Chinese restaurants overseas have long lacked genuine flavor and both the money and time to send their chefs for training in China, but a new online platform offers a chance to turn things around.
Easteat, a major cuisine magazine in China, launched its mobile device app last week to promote international influence of Chinese cuisine, or as magazine head Liu Guangwei says, "to share culinary artists' experiences around the globe".
"Our magazines are now also released in other countries, but the channel is not efficient enough to interact with chefs of Chinese restaurants," Liu says.
According to Liu, there are now more than 300,000 Chinese restaurants in over 150 countries or regions outside of China. The first Cantonese eatery appeared in the 1850s' United States.
"However, many founders of these restaurants originally started their business to make ends meet. They usually came from other industries and were not well-nurtured chefs."

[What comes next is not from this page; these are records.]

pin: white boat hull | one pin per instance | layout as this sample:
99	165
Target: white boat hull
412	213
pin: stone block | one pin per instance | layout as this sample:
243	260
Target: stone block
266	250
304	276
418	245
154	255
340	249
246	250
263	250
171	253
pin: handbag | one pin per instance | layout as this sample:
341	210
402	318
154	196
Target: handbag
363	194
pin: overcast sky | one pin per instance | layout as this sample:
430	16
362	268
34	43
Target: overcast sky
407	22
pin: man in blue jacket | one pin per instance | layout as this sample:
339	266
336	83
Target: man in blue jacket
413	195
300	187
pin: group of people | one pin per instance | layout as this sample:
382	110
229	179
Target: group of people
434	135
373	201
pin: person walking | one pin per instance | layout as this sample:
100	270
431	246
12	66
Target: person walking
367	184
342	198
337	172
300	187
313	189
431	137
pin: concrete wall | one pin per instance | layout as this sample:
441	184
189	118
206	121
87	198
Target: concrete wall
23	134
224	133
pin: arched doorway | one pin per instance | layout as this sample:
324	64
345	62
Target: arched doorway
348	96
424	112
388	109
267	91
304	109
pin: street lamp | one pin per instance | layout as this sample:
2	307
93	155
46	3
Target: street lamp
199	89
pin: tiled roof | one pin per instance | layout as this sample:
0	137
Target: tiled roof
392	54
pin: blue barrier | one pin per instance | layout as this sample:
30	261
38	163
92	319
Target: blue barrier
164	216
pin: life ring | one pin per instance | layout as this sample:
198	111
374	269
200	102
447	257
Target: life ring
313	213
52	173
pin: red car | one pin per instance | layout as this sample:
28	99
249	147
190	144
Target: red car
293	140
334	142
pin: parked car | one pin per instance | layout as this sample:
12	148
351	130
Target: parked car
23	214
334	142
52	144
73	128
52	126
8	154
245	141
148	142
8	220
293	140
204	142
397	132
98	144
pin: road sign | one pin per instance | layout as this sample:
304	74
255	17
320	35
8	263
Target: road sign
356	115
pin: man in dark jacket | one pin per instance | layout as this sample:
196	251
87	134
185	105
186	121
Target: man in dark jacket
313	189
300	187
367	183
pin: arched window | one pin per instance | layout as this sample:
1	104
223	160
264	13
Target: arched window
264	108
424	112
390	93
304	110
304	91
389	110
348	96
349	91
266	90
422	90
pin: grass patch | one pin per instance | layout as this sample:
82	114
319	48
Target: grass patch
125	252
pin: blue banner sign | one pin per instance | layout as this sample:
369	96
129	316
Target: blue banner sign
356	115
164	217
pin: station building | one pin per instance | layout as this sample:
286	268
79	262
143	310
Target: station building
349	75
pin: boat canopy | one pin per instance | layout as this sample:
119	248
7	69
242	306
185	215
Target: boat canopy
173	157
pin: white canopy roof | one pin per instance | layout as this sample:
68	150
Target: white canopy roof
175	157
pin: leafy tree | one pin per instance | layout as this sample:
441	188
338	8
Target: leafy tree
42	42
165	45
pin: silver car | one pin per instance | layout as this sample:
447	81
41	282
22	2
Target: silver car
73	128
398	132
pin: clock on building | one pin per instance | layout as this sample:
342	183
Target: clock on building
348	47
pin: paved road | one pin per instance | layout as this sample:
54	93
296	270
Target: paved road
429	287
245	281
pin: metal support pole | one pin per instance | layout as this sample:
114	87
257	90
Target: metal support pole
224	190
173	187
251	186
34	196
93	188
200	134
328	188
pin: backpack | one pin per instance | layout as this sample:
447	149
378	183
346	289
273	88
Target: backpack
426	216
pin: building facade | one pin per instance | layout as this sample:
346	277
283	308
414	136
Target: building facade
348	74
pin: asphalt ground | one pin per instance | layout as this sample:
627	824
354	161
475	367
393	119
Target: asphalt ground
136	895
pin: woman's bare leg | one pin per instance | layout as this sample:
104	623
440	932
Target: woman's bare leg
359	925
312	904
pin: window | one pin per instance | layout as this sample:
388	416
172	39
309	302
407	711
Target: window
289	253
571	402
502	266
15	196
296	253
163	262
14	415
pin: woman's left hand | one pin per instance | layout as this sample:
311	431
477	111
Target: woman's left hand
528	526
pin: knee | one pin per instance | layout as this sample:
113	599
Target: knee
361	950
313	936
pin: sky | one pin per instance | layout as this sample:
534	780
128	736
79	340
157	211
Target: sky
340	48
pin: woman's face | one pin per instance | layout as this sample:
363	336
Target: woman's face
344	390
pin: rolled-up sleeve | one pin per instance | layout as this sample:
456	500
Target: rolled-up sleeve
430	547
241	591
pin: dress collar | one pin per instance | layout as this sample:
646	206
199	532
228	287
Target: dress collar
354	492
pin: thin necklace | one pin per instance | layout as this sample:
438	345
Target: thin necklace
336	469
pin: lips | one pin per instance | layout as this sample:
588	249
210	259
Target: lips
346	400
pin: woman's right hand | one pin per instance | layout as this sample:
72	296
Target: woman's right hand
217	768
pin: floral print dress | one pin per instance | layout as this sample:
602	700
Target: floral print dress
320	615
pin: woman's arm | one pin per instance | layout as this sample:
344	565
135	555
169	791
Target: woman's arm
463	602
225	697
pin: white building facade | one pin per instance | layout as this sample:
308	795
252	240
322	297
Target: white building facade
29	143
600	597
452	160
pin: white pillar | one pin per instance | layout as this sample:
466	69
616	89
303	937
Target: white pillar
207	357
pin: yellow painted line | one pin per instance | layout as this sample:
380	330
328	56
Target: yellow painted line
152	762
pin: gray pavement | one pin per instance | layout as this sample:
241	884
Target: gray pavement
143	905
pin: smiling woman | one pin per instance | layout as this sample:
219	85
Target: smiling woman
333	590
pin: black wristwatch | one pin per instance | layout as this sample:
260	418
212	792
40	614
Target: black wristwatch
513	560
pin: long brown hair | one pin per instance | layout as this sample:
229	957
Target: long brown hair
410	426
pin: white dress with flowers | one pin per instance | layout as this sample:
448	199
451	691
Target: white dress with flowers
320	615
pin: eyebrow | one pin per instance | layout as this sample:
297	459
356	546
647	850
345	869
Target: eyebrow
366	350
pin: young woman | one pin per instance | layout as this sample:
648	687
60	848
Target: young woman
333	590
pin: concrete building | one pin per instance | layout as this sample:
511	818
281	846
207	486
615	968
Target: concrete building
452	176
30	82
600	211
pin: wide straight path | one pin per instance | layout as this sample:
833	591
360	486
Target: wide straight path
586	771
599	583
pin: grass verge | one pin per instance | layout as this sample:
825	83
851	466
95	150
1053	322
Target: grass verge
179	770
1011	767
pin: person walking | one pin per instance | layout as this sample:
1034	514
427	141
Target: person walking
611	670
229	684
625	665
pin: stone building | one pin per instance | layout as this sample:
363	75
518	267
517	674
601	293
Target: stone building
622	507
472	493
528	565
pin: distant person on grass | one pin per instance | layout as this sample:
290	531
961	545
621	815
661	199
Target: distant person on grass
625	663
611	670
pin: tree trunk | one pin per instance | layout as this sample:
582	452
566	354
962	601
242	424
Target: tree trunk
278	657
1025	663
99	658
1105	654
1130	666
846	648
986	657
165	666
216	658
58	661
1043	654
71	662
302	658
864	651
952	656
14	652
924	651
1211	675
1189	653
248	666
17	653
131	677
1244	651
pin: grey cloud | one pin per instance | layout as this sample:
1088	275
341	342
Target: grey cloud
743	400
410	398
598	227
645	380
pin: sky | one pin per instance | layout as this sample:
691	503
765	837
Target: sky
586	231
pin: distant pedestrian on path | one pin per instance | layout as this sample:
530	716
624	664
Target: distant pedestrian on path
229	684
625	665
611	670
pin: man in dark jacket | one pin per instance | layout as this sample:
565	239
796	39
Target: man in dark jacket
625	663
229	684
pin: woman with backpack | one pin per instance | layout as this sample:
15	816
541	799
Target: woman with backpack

Liu also frets that those chefs do not follow a master-apprentice system like in China, which limits the passing down of traditional techniques, and Chinese culinary schools abroad are few and far between.
The new Chinese-language app combines WeChat and several websites, and its developer, Hou Wenyong, claims it has the world's largest Chinese cuisine recipe database and Chinese restaurant management models. An interactive forum allows chefs to hone their skills through discussions.